The National Security Law was a Brazilian law that sought to guarantee the national security of the State against the subversion of law and order. It was revoked in 2021 by Law No. 14,197, though its provisions relating to national security and the defense of the democratic rule of law — including crimes against national sovereignty such as attacks on the nation's sovereignty, threats to national integrity, and espionage — were incorporated into the Brazilian Penal Code.

==History==
Since the Empire of Brazil, there has been legislation on national security. This framework was updated over time, and the National Security Law (LSN), or Law No. 7,170 of 14 December 1983, defined crimes against national security, political order, and social order, and corresponding trial procedures and judgments.

The law became more frequently applied in 2020. In April 2021, Attorney General Augusto Aras stated that he would not investigate president Jair Bolsonaro for using the National Security Law against critics and opponents, arguing that he was not responsible for the actions of junior officials.

In May 2021, the Chamber of Deputies approved a bill repealing the law and adding new "crimes against democracy", such as a carrying out a coup d'état or interrupting elections, to the Penal Code. The Federal Senate approved the bill in July 2021, and it was sanctioned, with vetoes, by the President of the Republic in September 2021.

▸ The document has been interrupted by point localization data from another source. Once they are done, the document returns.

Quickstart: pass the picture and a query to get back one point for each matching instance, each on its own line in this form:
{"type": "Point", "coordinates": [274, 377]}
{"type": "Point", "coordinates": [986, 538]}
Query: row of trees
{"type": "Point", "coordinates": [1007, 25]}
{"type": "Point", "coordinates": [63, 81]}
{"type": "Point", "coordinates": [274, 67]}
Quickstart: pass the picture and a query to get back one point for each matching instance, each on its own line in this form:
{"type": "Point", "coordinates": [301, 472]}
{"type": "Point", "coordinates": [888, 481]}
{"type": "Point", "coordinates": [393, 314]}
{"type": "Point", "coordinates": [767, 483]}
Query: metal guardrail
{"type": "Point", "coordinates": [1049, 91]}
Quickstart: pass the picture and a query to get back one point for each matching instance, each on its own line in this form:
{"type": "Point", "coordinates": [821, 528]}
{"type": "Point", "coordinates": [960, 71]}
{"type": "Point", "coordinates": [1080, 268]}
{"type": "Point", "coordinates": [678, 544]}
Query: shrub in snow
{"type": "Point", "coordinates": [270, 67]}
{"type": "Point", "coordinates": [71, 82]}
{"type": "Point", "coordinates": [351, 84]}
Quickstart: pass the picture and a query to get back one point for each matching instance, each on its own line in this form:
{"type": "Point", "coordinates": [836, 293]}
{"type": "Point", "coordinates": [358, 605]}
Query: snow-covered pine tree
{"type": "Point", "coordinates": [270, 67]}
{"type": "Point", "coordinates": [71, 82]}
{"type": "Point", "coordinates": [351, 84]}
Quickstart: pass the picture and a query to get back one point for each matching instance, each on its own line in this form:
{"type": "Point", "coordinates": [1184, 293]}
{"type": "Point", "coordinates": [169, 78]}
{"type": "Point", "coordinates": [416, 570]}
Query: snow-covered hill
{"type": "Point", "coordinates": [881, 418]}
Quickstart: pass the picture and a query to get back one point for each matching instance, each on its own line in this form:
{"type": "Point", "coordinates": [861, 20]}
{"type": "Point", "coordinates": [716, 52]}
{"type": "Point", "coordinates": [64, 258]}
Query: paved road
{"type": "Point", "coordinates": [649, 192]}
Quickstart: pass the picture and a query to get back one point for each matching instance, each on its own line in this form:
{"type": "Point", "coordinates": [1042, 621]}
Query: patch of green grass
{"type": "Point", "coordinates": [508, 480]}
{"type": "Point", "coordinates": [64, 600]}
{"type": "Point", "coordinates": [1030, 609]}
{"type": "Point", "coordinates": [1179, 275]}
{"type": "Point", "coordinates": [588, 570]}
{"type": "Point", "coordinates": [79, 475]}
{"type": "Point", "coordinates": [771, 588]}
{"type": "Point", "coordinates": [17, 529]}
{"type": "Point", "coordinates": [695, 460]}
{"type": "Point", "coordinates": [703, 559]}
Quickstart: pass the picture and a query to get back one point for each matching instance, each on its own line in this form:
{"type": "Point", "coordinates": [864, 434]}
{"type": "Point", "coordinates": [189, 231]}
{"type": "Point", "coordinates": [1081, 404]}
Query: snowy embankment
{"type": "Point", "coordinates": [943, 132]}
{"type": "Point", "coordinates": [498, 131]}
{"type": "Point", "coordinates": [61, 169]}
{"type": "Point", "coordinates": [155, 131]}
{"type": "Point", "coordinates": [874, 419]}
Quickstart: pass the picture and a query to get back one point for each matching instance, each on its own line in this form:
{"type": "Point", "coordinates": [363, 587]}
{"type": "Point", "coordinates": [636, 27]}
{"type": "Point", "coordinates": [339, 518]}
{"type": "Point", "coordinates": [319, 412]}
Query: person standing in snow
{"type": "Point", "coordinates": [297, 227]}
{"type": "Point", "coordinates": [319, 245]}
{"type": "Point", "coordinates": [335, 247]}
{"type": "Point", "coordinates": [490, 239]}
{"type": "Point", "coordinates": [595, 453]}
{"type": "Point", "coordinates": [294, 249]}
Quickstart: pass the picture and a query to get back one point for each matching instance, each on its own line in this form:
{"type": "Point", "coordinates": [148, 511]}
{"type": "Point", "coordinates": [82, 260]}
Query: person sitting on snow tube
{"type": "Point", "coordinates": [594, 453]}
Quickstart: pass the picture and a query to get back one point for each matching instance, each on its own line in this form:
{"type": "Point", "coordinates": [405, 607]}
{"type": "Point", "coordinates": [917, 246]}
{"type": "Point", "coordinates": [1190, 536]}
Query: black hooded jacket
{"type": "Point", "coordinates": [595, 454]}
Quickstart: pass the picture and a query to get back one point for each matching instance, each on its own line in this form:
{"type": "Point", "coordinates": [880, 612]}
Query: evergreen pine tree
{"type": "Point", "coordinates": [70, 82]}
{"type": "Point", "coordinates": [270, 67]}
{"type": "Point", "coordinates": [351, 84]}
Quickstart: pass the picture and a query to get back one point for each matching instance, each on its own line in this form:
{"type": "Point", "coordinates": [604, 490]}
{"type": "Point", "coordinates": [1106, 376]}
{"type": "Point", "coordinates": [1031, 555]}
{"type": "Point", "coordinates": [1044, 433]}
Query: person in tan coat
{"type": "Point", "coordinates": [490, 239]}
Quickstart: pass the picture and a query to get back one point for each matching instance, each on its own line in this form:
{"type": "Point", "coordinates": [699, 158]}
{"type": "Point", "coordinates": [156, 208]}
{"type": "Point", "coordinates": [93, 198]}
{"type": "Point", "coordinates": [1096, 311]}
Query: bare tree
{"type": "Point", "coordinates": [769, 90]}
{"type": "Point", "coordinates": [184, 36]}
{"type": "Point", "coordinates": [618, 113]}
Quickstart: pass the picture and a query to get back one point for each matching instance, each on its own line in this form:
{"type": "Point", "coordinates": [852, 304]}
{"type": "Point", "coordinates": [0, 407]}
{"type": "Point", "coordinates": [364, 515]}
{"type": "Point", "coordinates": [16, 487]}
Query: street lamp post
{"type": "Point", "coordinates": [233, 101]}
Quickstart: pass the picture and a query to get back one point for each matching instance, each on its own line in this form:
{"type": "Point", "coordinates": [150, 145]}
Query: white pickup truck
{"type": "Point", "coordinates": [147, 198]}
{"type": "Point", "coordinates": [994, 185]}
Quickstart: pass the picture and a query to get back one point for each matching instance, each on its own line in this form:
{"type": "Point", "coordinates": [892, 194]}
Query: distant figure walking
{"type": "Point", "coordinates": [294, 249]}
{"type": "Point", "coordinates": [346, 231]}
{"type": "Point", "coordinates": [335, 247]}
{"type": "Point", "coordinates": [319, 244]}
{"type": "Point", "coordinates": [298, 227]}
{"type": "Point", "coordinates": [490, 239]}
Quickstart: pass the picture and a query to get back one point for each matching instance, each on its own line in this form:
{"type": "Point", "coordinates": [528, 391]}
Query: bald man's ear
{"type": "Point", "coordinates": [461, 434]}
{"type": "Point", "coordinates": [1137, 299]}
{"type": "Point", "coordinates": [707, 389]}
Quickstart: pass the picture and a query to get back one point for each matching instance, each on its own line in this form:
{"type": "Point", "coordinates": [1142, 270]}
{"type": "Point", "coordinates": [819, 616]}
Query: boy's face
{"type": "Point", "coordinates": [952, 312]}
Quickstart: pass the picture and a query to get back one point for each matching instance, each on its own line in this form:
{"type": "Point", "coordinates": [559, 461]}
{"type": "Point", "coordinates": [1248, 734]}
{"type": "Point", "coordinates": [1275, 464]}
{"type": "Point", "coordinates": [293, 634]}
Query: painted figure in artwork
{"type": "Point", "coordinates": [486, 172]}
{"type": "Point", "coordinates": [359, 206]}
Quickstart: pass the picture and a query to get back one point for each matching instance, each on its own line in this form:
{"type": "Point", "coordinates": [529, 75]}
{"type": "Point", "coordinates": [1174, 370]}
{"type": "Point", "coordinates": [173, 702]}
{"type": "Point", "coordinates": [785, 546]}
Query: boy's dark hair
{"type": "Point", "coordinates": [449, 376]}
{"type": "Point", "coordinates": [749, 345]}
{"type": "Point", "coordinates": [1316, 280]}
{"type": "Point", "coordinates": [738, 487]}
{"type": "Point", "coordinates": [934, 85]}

==Crimes against national security==
Under the Brazilian legal system, the law outlined crimes that could harm national security or expose it to the risk of injury:
- Against territorial integrity and national sovereignty: acts seeking to dismember part of the national territory to create an independent country were punishable by imprisonment of 4 to 12 years;
- Inciting individuals from another country to invade national territory was punishable by imprisonment of 3 to 10 years, with the penalty doubled if the invasion occurred;
- Targeting the heads of the Union’s Powers — the legislative, executive, and judiciary — was also criminalized.